Peter picture Peter · Mar 10, 2011 · Viewed 21.9k times · Source

I am working on a process for validating documents to make sure that they meet corporate standards. One of the steps is to make sure that the Word document does not use non-approved fonts.

I have the following stub of code, which works:

    Dim wordApplication As Word.ApplicationClass = New Word.ApplicationClass()
    Dim wordDocument As Word.Document = Nothing

    Dim fontList As New List(Of String)()

    Try
        wordDocument = wordApplication.Documents.Open(FileName:="document Path")
        'I've also tried using a for loop with an integer counter, no change in speed'
        For Each c As Word.Range In wordDocument.Characters
            If Not fontList.Contains(c.Font.Name) Then
                fontList.Add(c.Font.Name)
            End If
        Next

But this is incredibly slow! Incredibly slow = 2500 characters/minute (I timed it with StopWatch). Most of my files are around 6,000 words/30,000 characters (about 25 pages). But there are some documents that are in the 100's of pages...

Is there a faster way of doing this? I have to support Office 2003 format files, so the Open XML SDK isn't an option.

--UPDATE--

I tried running this as a Word macro (using the code found @ http://word.tips.net/Pages/T001522_Creating_a_Document_Font_List.html) and it runs much faster (under a minute). Unfortunately for my purposes I don't believe a Macro will work.

--UPDATE #2--

I took Chris's advice and converted the document to Open XML format on the fly. I then used the following code to find all RunFonts objects and read the font name:

    Using docP As WordprocessingDocument = WordprocessingDocument.Open(tmpPath, False)
        Dim runFonts = docP.MainDocumentPart.Document.Descendants(Of RunFonts)().Select(
                            Function(c) If(c.Ascii.HasValue, c.Ascii.InnerText, String.Empty)).Distinct().ToList()

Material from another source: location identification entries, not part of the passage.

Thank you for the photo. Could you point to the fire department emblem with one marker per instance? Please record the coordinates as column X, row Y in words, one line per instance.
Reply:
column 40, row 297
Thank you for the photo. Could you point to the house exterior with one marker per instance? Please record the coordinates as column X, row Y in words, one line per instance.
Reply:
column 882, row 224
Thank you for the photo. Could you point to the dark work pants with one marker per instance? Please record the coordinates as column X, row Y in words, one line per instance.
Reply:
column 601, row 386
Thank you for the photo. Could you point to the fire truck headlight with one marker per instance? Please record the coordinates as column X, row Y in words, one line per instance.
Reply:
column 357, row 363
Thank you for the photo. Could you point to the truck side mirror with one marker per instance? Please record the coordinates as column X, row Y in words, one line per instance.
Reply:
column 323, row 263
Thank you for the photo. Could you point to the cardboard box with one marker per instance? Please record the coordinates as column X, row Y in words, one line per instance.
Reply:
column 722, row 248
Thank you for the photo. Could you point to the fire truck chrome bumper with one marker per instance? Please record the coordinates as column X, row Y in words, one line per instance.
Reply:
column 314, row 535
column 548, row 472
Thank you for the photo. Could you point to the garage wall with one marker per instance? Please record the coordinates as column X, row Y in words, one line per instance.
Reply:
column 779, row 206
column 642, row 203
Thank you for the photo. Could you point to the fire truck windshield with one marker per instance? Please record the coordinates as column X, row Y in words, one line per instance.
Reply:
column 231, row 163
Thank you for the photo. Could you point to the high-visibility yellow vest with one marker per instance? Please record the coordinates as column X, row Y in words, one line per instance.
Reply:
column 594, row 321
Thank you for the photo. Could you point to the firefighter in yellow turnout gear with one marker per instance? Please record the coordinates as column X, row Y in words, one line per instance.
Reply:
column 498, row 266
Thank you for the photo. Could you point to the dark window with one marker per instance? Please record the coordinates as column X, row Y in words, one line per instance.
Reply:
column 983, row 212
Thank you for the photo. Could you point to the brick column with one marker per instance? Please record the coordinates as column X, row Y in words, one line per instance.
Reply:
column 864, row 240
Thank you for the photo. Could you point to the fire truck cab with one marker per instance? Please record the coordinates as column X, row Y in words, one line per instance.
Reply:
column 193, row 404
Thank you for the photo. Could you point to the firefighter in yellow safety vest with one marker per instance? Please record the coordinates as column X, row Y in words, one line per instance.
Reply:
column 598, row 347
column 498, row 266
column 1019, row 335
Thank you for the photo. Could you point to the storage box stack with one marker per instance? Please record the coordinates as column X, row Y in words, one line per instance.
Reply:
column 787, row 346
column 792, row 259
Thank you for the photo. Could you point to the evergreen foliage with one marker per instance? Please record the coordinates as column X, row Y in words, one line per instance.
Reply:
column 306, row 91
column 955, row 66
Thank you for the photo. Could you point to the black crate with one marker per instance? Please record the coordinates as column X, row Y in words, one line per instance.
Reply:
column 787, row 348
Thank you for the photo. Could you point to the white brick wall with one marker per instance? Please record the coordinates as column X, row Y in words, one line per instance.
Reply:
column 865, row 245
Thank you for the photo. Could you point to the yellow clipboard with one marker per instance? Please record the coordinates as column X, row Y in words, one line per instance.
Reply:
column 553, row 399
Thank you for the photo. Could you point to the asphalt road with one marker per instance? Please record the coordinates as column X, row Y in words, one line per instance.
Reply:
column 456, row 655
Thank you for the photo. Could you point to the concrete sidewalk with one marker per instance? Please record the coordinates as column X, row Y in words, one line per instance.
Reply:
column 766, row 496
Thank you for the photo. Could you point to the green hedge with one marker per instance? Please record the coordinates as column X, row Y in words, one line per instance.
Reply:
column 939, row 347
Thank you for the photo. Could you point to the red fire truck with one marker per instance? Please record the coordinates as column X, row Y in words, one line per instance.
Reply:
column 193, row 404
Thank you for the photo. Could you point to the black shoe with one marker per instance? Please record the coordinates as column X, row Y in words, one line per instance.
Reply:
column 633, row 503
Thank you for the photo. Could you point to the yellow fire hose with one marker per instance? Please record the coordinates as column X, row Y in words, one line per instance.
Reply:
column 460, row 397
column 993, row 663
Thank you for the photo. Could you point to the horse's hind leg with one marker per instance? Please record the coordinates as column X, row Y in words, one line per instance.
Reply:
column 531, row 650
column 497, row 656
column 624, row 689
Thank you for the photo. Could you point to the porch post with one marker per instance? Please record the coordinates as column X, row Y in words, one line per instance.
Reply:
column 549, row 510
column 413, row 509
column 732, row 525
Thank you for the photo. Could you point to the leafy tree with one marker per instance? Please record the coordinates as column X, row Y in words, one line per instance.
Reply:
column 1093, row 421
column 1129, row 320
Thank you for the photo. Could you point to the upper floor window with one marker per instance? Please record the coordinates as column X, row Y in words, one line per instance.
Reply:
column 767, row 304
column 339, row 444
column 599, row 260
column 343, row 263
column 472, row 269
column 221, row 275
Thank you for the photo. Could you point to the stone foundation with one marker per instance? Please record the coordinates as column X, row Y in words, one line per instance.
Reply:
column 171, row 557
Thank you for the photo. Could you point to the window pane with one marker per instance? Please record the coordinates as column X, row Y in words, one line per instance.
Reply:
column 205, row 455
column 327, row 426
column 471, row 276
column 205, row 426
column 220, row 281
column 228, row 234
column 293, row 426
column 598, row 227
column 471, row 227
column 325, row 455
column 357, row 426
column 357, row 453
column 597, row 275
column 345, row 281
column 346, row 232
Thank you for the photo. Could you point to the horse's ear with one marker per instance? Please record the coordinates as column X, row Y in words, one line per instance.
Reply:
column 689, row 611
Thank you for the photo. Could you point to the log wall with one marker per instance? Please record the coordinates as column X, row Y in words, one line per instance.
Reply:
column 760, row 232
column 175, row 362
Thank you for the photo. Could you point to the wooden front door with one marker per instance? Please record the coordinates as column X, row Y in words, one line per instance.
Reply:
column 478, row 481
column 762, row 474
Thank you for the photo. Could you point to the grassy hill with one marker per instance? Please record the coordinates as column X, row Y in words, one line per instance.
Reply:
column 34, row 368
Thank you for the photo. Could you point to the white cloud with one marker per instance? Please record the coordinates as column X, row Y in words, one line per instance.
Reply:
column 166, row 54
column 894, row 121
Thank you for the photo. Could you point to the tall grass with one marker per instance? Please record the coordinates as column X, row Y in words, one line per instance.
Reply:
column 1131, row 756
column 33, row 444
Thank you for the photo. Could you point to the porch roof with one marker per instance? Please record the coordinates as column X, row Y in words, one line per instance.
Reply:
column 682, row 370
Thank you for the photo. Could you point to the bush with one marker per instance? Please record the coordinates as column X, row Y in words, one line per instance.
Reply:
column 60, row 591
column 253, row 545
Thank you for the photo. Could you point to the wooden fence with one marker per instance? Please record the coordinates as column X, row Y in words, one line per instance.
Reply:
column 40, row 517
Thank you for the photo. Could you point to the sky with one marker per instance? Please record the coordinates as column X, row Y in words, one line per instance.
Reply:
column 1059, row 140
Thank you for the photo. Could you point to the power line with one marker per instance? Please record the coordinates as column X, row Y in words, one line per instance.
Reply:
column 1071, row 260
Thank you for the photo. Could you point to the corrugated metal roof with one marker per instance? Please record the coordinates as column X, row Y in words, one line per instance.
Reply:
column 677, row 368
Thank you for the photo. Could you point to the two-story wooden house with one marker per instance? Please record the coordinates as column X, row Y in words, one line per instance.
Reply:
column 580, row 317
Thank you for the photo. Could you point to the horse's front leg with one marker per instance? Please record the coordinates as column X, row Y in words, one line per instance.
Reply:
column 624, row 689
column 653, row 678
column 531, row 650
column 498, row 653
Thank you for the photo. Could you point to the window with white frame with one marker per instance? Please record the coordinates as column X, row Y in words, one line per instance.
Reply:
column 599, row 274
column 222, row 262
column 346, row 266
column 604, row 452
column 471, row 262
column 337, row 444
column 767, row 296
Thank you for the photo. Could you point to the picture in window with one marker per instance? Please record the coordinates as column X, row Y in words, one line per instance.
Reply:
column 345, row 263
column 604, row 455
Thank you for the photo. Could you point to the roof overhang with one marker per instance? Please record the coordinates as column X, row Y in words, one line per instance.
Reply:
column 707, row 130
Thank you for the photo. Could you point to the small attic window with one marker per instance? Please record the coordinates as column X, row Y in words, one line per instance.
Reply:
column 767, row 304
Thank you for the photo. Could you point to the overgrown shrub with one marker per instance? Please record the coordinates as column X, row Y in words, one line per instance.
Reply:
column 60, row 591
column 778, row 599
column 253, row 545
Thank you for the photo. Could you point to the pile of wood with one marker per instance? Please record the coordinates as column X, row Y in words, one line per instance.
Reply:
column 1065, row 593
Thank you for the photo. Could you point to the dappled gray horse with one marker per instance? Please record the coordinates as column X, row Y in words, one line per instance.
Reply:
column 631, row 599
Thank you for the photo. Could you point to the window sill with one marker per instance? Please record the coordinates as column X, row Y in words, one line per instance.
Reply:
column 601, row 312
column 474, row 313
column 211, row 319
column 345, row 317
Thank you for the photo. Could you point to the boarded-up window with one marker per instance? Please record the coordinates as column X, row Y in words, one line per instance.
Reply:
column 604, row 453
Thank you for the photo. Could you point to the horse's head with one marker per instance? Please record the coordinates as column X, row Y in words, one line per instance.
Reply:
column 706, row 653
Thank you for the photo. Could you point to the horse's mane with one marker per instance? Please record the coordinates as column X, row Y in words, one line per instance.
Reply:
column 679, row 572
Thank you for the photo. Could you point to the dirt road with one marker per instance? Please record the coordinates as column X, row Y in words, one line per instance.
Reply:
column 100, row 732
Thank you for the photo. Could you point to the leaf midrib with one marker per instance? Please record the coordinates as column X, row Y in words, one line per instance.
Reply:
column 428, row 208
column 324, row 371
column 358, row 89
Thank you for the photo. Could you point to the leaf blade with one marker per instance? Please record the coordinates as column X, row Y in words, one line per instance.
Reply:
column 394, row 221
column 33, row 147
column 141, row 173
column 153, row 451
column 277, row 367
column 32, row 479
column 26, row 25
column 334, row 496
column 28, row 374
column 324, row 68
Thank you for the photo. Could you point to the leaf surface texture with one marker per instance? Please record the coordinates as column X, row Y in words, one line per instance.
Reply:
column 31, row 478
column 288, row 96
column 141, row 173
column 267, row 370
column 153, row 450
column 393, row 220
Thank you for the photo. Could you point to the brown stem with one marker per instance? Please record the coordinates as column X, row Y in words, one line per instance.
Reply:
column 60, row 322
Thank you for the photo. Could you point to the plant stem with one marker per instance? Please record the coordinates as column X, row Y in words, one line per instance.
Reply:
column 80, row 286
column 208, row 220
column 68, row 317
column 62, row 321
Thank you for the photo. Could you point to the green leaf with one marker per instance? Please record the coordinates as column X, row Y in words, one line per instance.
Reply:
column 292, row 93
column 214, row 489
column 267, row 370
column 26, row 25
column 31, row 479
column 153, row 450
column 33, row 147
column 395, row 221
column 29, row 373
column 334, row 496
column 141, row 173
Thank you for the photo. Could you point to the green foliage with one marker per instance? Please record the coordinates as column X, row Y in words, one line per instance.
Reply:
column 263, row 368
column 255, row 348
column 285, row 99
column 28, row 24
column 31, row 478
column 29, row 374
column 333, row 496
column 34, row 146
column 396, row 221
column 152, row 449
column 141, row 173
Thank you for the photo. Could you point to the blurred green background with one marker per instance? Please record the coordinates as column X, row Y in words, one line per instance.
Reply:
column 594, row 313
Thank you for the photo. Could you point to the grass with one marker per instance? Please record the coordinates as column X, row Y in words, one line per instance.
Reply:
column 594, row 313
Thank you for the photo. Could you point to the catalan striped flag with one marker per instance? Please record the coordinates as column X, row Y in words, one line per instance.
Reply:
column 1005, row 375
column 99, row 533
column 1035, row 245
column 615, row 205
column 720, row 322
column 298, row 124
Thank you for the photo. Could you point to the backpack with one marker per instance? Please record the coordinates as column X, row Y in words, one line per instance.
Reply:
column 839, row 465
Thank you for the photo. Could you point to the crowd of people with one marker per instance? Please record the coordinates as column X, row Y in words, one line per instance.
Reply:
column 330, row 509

        fontList.AddRange(runFonts)
    End Using

Answer

Chris Haas picture Chris Haas · Mar 10, 2011

You might have to support Office 2003 but that doesn't mean you have to parse it in that format. Take the Office 2003 documents, temporarily convert them to DOCX files, open that as a ZIP file, parse the /word/fontTable.xml file and then delete the DOCX.